La mañana siguiente llegó con un cielo limpio y despejado,
como si nada hubiese pasado.
Como si el mundo siguiera igual.
Pero Ayaka y Reika no eran las mismas.
Ambas caminaban por los pasillos hacia la oficina del director Aoyama, convocadas a primera hora sin mayor explicación. Nadie les habló. Nadie las miró raro. Todo era normal.
Y ese era el problema.
Porque después de lo que habían visto…
ese mundo “normal” ya no era tolerable.
La puerta de la oficina se abrió automáticamente al escanear sus credenciales. Dentro, el despacho del director estaba como siempre: ordenado hasta lo artificial, con los sillones de cuero impecables, las paredes cubiertas de certificados, reconocimientos y fotografías de generaciones pasadas sonriendo con excelencia.
En el centro de todo, el hombre al que llamaban director.
Aoyama Ryuuji.
Alto, delgado, cabello perfectamente peinado hacia atrás, sin una arruga fuera de lugar en su traje oscuro. Tenía esa sonrisa que nunca decía la verdad, y unos ojos apagados que solo brillaban cuando hablaba de rankings y logros académicos.
—Ah, señoritas Kamizaki y Tsukishiro —dijo con tono amable mientras las invitaba a sentarse—. Qué gusto verlas tan puntuales.
No esperó respuesta. No la necesitaba.
—Les he llamado porque tengo una excelente noticia. Anoche recibí la confirmación: el tutor legal del alumno Yuuto Ayanami ha solicitado formalmente su traslado inmediato a otra institución.
Ayaka se quedó inmóvil.
Reika bajó la mirada.
Y Aoyama… sonrió.
—Debo decir que esto nos evita una serie de inconvenientes —continuó con ligereza—. El muchacho era… difícil de manejar.
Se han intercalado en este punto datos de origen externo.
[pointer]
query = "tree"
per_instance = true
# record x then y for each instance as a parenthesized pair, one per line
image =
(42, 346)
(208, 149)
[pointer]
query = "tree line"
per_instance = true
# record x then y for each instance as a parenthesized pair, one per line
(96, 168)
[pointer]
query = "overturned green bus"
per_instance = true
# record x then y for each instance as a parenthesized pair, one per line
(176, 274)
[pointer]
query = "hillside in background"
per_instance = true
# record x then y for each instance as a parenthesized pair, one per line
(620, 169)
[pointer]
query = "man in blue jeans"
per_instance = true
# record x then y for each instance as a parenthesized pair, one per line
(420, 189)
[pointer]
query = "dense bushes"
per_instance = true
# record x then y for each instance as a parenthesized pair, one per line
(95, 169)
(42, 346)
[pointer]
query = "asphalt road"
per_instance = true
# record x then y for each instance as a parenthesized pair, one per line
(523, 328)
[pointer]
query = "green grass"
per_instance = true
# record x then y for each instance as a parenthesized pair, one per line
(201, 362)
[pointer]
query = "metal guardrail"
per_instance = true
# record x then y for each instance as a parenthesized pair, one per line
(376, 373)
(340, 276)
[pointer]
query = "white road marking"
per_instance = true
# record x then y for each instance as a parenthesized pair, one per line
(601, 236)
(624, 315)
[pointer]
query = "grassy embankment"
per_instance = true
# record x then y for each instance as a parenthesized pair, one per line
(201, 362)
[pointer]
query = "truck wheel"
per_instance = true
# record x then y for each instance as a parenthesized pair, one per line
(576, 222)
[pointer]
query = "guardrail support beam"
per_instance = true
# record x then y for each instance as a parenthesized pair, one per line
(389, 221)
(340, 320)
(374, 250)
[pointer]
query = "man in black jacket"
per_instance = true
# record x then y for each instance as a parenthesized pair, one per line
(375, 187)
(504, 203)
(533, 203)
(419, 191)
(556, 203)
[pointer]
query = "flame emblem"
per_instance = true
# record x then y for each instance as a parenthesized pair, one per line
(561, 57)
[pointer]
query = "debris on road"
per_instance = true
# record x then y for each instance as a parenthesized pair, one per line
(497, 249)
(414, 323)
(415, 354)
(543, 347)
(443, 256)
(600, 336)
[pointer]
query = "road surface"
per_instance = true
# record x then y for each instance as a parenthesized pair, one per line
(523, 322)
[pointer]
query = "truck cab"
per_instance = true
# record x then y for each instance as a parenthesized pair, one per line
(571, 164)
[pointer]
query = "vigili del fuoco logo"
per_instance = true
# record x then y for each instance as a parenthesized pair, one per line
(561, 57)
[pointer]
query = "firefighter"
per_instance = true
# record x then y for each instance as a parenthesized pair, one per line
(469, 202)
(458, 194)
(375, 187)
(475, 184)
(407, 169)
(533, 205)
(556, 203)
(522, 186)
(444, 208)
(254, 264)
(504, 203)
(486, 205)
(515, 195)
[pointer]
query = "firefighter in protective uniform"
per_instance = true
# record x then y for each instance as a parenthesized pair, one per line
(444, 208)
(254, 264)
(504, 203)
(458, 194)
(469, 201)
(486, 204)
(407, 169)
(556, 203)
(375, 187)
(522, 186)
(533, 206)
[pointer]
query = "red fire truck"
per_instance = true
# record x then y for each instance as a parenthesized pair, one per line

Francamente, una mancha constante para nuestra imagen. Los rumores, el aislamiento, el aspecto… —chasqueó la lengua con falsa compasión—. Nunca encajó. Y ahora, al fin, todo vuelve a la armonía.
Armonía.
La palabra golpeó como un insulto.
Ayaka apretó los dientes. Ayer mismo había visto los ojos de ese chico.
No había armonía en su historia. Solo abandono.
—¿Y qué institución lo recibirá? —preguntó Reika, obligando a su voz a mantenerse firme.
Aoyama hizo un gesto con la mano, como si no importara.
—Una escuela técnica, pequeña. Lejos. No muy relevante. Pero suficiente para que desaparezca de nuestro radar.
Y de la prensa.
Y de cualquier estadística de seguimiento.
Así funciona el sistema.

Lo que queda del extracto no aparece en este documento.